All eyes on IMO as Europe moves ahead with CO2 monitoring regime for ships
EU co-legislators reached an informal agreement last week on the Commission proposal for a Regulation on the monitoring, reporting and verification (MRV) of CO2 emissions of maritime transport.
The agreement paves the way for a European MRV system that will become operational as of 2018, applying to ships above 5000 GT arriving and departing from EU ports, regardless of their flag and ownership.
The Regulation is meant to be a stepping stone towards a global MRV instrument, which is currently being discussed at the International Maritime Organisation (IMO).
Apart from data on CO2 emissions and distance sailed, the negotiators agreed that the Regulation will also require ships to report cargo-related information.
“Whilst the inclusion of cargo-related information allows the measurement of energy efficiency of vessels, there are concerns regarding data reliability and confidentiality as well as reporting responsibilities and obligations”, said ECSA Secretary General Patrick Verhoeven in an initial reaction and continued by saying that “This explains why IMO approaches the issue with great care.”
“As ECSA we would have preferred the inclusion of cargo-related data to have simply been postponed until an agreement was reached at IMO. We do however acknowledge that the negotiators took some of our concerns into account and have strengthened provisions on international alignment.

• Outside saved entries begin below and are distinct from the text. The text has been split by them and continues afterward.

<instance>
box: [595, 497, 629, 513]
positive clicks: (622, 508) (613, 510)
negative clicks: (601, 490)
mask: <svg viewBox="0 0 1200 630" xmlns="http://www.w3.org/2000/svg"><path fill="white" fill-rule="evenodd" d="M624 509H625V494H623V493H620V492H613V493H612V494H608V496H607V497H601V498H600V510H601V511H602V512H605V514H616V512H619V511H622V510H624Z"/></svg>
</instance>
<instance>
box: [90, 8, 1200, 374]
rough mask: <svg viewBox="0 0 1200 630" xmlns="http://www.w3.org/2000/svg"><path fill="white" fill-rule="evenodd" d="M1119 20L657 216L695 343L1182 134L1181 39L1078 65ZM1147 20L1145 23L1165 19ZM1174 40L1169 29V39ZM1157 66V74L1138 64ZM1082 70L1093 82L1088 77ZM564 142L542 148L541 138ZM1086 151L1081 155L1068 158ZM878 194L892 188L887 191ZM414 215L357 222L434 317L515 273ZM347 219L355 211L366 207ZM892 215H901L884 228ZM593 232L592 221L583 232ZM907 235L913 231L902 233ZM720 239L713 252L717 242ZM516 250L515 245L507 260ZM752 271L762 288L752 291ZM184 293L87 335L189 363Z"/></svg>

We will carefully assess these changes as soon as the full text of the agreement becomes available. We believe it is essential that industry is closely involved in any further steps, for instance on defining the metrics of cargo data” added Mr Verhoeven.
“Most importantly, we call upon the European Commission to actively engage in a confidence-building exercise with non-European Member States at IMO, to ensure that the common objective of establishing an international MRV instrument will be achieved” he concluded.
The trialogue agreement on the EU MRV Regulation still needs formal endorsement from the European Parliament and Council of Ministers. This process will not entail further changes to the specifics of the agreement and is expected to be finalised by January next year.